Here. In a field of what I thought was cows.
The VVG Story.
by Lucinda Horrocks.
“How do you bring a story about technology and water science alive? That was our creative challenge with the Visualising Victoria’s Groundwater film.”
The mud sticks to our boots as we follow the cattle track, our heels sinking into the sodden earth, obliterating hoof prints. Thank God we remembered to bring boots, I think, as I cuddle the camera closer to my chest, my arms awkwardly clutched around the fragile box of plastic and buttons and glass it is my job to keep safe from the muck and the wet. The sky is a dark pattern of clouds but Jary has judged it won’t rain. He strides ahead up the hill carrying the tripod easily over his shoulder.
We’re quite high up, high enough to see the round volcanic hills that dot the plains in every direction. Around and below are green fields and, less common, bare red fields, newly cultivated, getting ready for the next planting, I suppose. It’s potato country here but the farmer who owns this hill grows a white flower called pyrethrum. You can tell the pyrethra fields in the distance by their silver shimmer.
We are following Brendan, a young hydrogeologist, towards a bunch of pipes and a little shed surrounded by a fence, a complicated assemblage. It’s a groundwater pump and we are here to film it. We approach the fence and get ready to put the gear down. A few metres away is a herd of cattle. They are huge and have dark eyes and they look at us.

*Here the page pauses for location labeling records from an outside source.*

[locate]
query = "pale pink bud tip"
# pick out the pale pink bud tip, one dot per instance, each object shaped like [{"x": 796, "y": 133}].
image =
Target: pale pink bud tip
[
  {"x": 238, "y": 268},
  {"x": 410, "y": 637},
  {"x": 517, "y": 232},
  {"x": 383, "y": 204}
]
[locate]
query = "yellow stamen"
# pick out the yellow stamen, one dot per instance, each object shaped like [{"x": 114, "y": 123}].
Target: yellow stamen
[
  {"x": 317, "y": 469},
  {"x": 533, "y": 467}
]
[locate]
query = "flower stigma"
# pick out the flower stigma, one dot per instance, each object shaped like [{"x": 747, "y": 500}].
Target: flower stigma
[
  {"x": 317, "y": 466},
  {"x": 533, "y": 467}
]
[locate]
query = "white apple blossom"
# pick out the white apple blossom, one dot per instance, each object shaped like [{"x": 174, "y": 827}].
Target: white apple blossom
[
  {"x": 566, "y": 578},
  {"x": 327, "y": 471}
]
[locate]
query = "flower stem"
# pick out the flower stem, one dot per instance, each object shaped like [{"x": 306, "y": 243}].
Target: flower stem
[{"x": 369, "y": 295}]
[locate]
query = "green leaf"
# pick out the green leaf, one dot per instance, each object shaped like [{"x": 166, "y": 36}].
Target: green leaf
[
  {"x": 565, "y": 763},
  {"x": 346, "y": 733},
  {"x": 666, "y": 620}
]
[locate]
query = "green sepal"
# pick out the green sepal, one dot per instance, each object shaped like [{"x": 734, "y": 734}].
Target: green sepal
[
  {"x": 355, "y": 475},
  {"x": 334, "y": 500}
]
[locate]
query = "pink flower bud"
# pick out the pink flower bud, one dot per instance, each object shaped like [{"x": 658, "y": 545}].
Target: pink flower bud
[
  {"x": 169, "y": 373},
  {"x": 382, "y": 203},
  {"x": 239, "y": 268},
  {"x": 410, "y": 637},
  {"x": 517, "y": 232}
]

“Watch that bull”, says Brendan, pointing to what I had thought was a large cow.
I look at the bull. It looks back. It seems alert but I have no idea whether it is angry or just curious.
“I can watch it,” I say, “but what am I actually watching for?”
Jary looks at the bull.
“Just keep inside the fence,” he says.
—–
How do you bring a story about technology and water science alive? That was our creative challenge with the Visualising Victoria’s Groundwater film. VVG is an innovative website which collates and combines groundwater data and shows it visually on a map. Even as I write these words I can feel you, the reader, switching off. ‘Technology’, ‘data’ and ‘web site’ do not engender passion in our souls.
And yet. It’s an important project, which has genuinely helped improve the lot of those working in water and agriculture: researchers, water managers, farmers and agricultural and data consultants all talk with great enthusiasm about this thing the VVG and how it has revolutionised the way they work. And when you speak to the people involved in creating the project, their enthusiasm excites you. You get carried away by the great thing they have achieved.
“How do we say what the VVG is in a way the average viewer (that is, me) would understand?” I asked Jary in one of our many creative development workshops where we were trying to nut out our approach, working towards some treatment which would tie the whole thing together. “I mean, do we have to explain what everything is? For example, what is hydrogeology?”

Follow the people and they connect us to the story. Jary films Peter Dahlhaus, Matthew Currell and Kirsten McKenna taking groundwater measurements. Photo by Lucinda Horrocks.
“That’s not the problem.” Jary replied, “This is a film not a PowerPoint presentation. Don’t fixate on information. The bigger problem is what’s the story? I know what the themes are: collaboration, innovation, technology. But that’s not a story. A story is simple and it has emotion. What’s the story?”
“It has to be about people”, I responded tentatively. “We as viewers connect with the story of people, then it’s their enthusiasm and their quest that carries the story. And people help explain the science.”
“Yep, fine,” said Jary, “But we also need to have some interesting visuals. A story is conveyed through visual elements as well. I’m not filming people in a bunch of different offices working on computers all day.”
—–
Of course, we did end up filming people in a bunch of different offices working on computers. But we also took our cameras to where the science happens. We followed the water scientists as they took their measurements in the field. This is how the story came alive visually.
Peter Dahlhaus, the hydrogeologist and driving force behind the VVG project became our key narrator for the story. Through Pete and his enthusiasm we connected audiences to the story and to the science.
And to show how important the results of this scientific endeavour and data collation is, we found a pyrethrum farmer with a groundwater station and a water authority manager to talk us through it. That’s where Brendan the young hydrogeologist came in, and why we followed him to the muddy top of the hill that overcast day.
Fortunately the bull stayed put. I know because I watched it closely from inside the fence.
And the visuals were great.
—–
Wind & Sky Productions produced ‘Visualising Victoria’s Groundwater’ for the Centre for e-Research and Digital Innovation (CeRDI). It was released on YouTube via a Creative Commons licence in 2014. The film is part of the VVG website and has played a key role in raising awareness of the project around Australia and internationally. Lucinda Horrocks produced and wrote the film, Jary Nemo produced and directed it. For more information go to Visualising Victoria’s Groundwater.
You can watch the film here.
A hydrogeologist is a person who studies the ways that groundwater moves through the soil and rock of the earth.